Although it was probably nothing, Heitzman made a call the next day to the campus doctor to check on what had caused her nearly fainting the day before. A certified physician assistant was on call that day at the Aquinas health center. She did an examination on the sophomore and detected a heart murmur.
“I was confused,” recalled Heitzman. “How could there be something wrong with my heart? I felt fine!”
When Heitzman underwent an electrocardiogram (EKG) and later at Spectrum Health Blodgett Hospital, however, she was diagnosed with atrial septal defect, a congenital heart defect commonly known as a hole in the heart. An opening in the dividing wall between the upper filling chambers of the heart, or atria, had caused Heitzman’s weakness.
“At 33 millimeters, the doctors told me it was among the largest such holes that they’d ever seen,” said Heitzman.
Dr. Joseph Vettukattil, an interventional cardiologist, and Dr. Marcus Haw, a congenital heart surgeon, immediately scheduled Heitzman for surgery at Helen DeVos Children’s Hospital. The first surgery didn’t go as well as hoped, as the hole in Heitzman’s heart proved too large to close without open-heart surgery. A week after her first surgery, Heitzman was back in the operating room.

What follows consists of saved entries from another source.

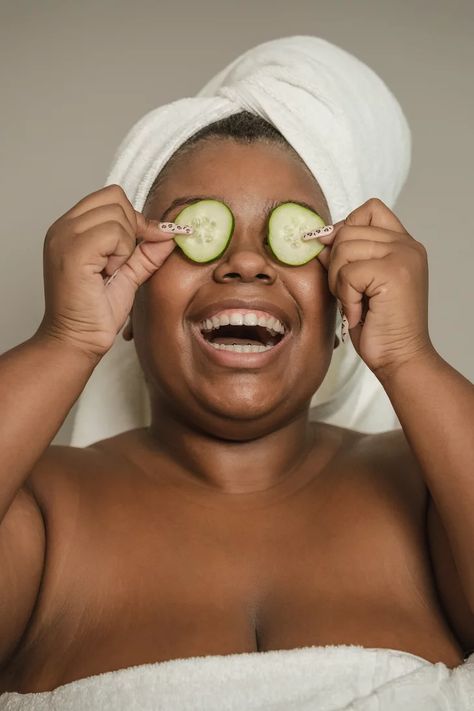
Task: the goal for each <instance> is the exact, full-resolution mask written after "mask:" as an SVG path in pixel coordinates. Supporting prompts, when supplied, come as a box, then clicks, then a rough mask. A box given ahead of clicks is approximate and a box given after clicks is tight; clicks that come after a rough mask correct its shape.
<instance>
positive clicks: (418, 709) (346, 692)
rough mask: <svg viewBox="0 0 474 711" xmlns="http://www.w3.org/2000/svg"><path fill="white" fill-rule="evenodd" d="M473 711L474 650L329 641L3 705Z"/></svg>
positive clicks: (177, 664)
mask: <svg viewBox="0 0 474 711" xmlns="http://www.w3.org/2000/svg"><path fill="white" fill-rule="evenodd" d="M96 710H97V711H473V710H474V653H473V654H471V655H470V657H469V658H468V660H467V661H466V662H465V663H464V664H462V665H460V666H458V667H456V668H455V669H452V670H451V669H449V668H448V667H447V666H446V665H445V664H443V663H442V662H438V663H436V664H432V663H430V662H428V661H426V659H422V658H421V657H418V656H416V655H414V654H409V653H408V652H399V651H396V650H392V649H368V648H365V647H360V646H358V645H334V646H333V645H329V646H327V647H302V648H299V649H290V650H276V651H271V652H251V653H249V654H229V655H212V656H207V657H190V658H188V659H177V660H171V661H168V662H158V663H155V664H142V665H139V666H135V667H129V668H128V669H119V670H117V671H112V672H105V673H104V674H97V675H95V676H90V677H88V678H87V679H79V680H78V681H73V682H70V683H69V684H65V685H63V686H59V687H57V688H56V689H55V690H54V691H50V692H47V691H46V692H41V693H36V694H17V693H13V692H9V693H6V694H2V695H1V696H0V711H96Z"/></svg>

“Dr. Vettukattil was so nice,” said Heitzman. “He held my hand and asked me not to be cross with him that they had to do another surgery. The tissue around the hole had been too weak for him to close it on the first try.”
Heitzman chose to have her open heart surgery done through the side rather than opening her rib cage.

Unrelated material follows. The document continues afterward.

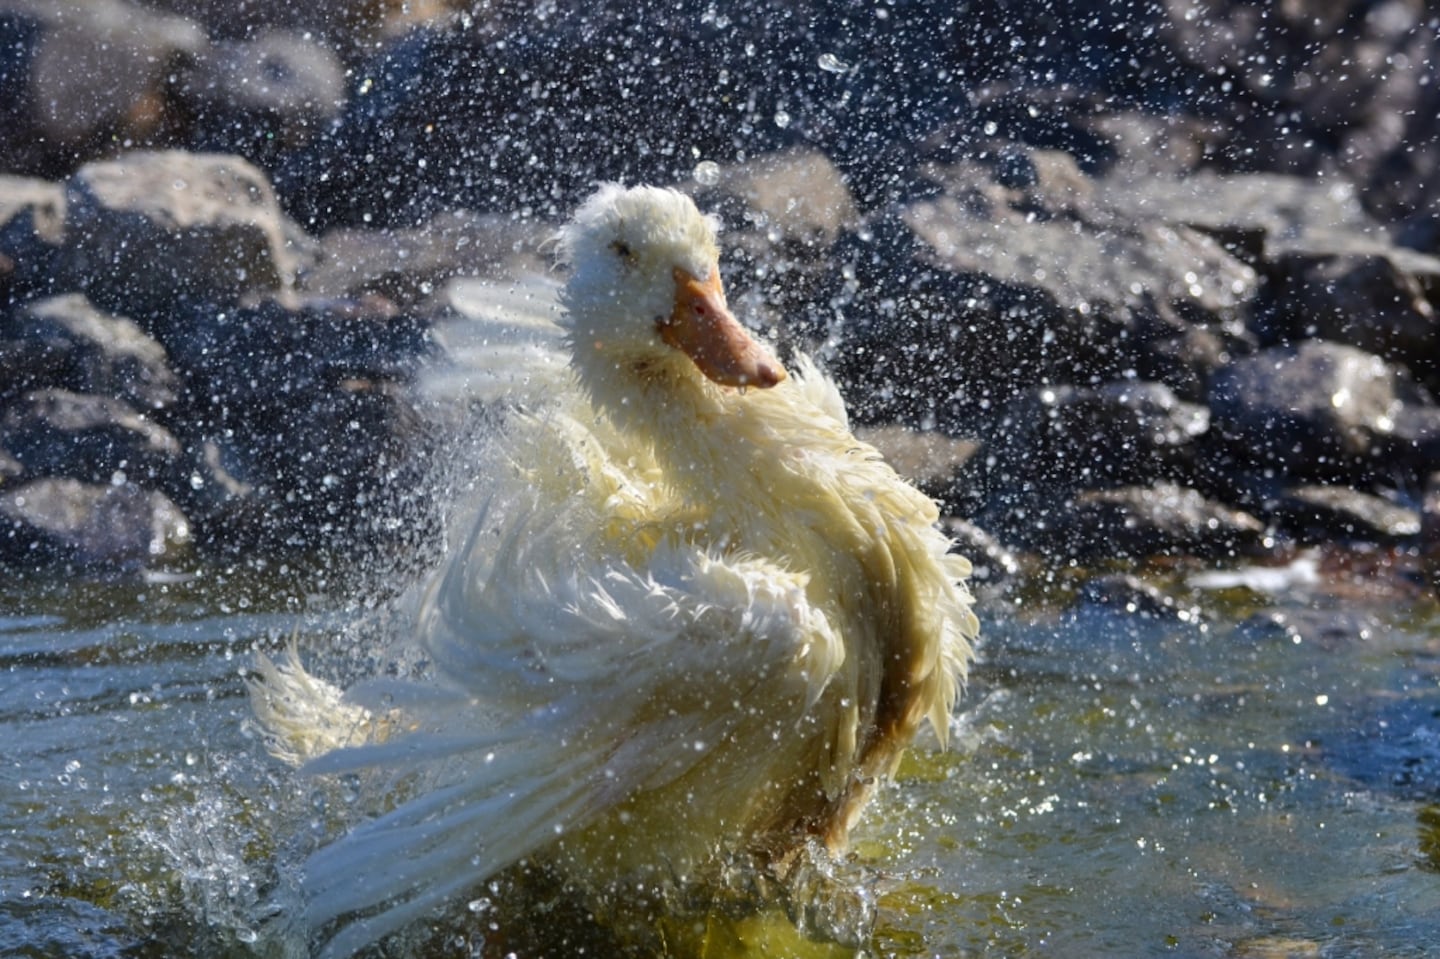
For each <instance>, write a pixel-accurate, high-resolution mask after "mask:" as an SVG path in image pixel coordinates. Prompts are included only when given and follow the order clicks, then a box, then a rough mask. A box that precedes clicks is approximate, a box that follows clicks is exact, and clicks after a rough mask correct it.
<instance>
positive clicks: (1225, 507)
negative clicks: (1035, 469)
mask: <svg viewBox="0 0 1440 959" xmlns="http://www.w3.org/2000/svg"><path fill="white" fill-rule="evenodd" d="M1032 517H1034V518H1032V524H1031V527H1030V539H1031V543H1032V544H1034V546H1037V547H1043V549H1044V551H1047V553H1050V554H1051V556H1068V557H1076V559H1080V560H1092V562H1093V560H1106V559H1145V557H1151V556H1201V557H1228V556H1237V554H1254V553H1260V551H1264V550H1266V549H1267V543H1266V526H1264V523H1261V521H1260V520H1259V518H1256V517H1254V515H1251V514H1250V513H1246V511H1243V510H1236V508H1233V507H1228V505H1225V504H1223V503H1217V501H1214V500H1208V498H1205V497H1204V495H1202V494H1201V492H1200V491H1197V490H1192V488H1188V487H1181V485H1176V484H1172V482H1155V484H1151V485H1148V487H1120V488H1115V490H1087V491H1083V492H1080V494H1077V495H1076V497H1074V498H1071V500H1070V501H1067V503H1063V504H1058V503H1057V504H1053V505H1050V507H1040V508H1038V510H1037V511H1035V514H1032Z"/></svg>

“They went in through my right side so there would be no scar on my chest,” Heitzman smiled. “I understood it would take longer to heal this way because they would have to go through nerves and muscles, but it sounded less scary to me.”
Her youth was to her benefit, however, as the surgery was a success and Heitzman healed more quickly than expected. In cardiac rehab sessions, she was the center of attention among more senior patients.
“I’ve learned so much about heart health from everyone that now I am much more aware of my health,” she said. “I hadn’t realized how much more energy I can have. I realize what a blessing this was — I was told I could have had heart failure by age 40, or my heart could have stopped during labor later in life.”
Heitzman counts her blessings, too, as she prepares for a physician-approved study abroad experience in Costa Rica as part of her college education in the spring.
“I’m so lucky! This could have happened in Costa Rica, at high altitude, far from home. My doctors tell me that once I am fully recovered, I will be an entirely new and better person,” Heitzman said.